Courses / Undergraduate

Summer 2016

  • The History of Film – Sound Era

    25B | CCN: 28206

    Avy Valladares

    Date and Time: MWF 11-130P, 142 DWINELLE

    4 Units

    “Cinema gestated in Sight, and was born into Sound.”

    – Walter Murch, Foreword to Audio-Vision

    Why study the history of cinema, and how has contemporary cinema developed out of that history? Walter Benjamin claimed that “every image of the past that is not recognized by the present as one of its own concerns threatens to disappear irretrievably.” Using this as a framework for reconsidering the history of cinema from the advent of sound to the present, this course will give an introductory, whirlwind tour of technological and aesthetic developments over the past eighty years. We will survey major film movements and technological developments of the sound era, placing them in historical context and considering their social and political impact—both for the time in which they arose and their lasting influence for the present. Topics will be framed with an interest in how technological developments have shaped industry, and in how cinema can be self-reflexive with its own history.

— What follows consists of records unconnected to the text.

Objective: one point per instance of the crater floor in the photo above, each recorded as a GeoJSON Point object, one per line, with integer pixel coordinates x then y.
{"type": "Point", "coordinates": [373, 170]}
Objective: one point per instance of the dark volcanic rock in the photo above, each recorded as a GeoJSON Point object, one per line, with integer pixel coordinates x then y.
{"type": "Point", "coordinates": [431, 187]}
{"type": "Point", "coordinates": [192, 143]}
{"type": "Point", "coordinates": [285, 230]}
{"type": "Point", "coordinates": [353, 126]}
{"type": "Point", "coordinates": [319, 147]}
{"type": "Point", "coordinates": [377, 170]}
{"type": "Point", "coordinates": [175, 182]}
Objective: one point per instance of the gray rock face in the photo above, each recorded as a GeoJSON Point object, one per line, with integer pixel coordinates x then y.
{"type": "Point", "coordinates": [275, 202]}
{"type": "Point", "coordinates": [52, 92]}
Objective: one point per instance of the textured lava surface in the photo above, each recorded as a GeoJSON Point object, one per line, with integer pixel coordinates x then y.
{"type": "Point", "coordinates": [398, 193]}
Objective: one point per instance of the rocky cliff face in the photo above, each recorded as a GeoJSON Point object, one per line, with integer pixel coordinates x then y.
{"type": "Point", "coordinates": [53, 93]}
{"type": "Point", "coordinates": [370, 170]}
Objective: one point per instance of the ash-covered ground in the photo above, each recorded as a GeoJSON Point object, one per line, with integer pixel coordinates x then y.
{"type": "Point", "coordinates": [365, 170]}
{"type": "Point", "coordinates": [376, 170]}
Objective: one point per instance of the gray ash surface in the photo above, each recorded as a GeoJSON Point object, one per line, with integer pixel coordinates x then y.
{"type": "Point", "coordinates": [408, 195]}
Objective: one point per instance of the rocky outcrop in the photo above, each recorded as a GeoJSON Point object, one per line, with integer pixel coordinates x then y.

Potential topics include the rise of national cinemas, the rise and fall of the studio system, the establishment of generic norms,  “classical” and post-classical Hollywood, globalization, transmedia, and the digital turn.
    Students will learn how to ask historically inflected research questions, and approaches to using archival research, in addition to gaining a chronology of events. By the end of the course, students will be comfortable with a rigorous historical approach, as well as being attuned to the fusion of historical context and theoretical and popular reception of film as both art form and social and political commentary.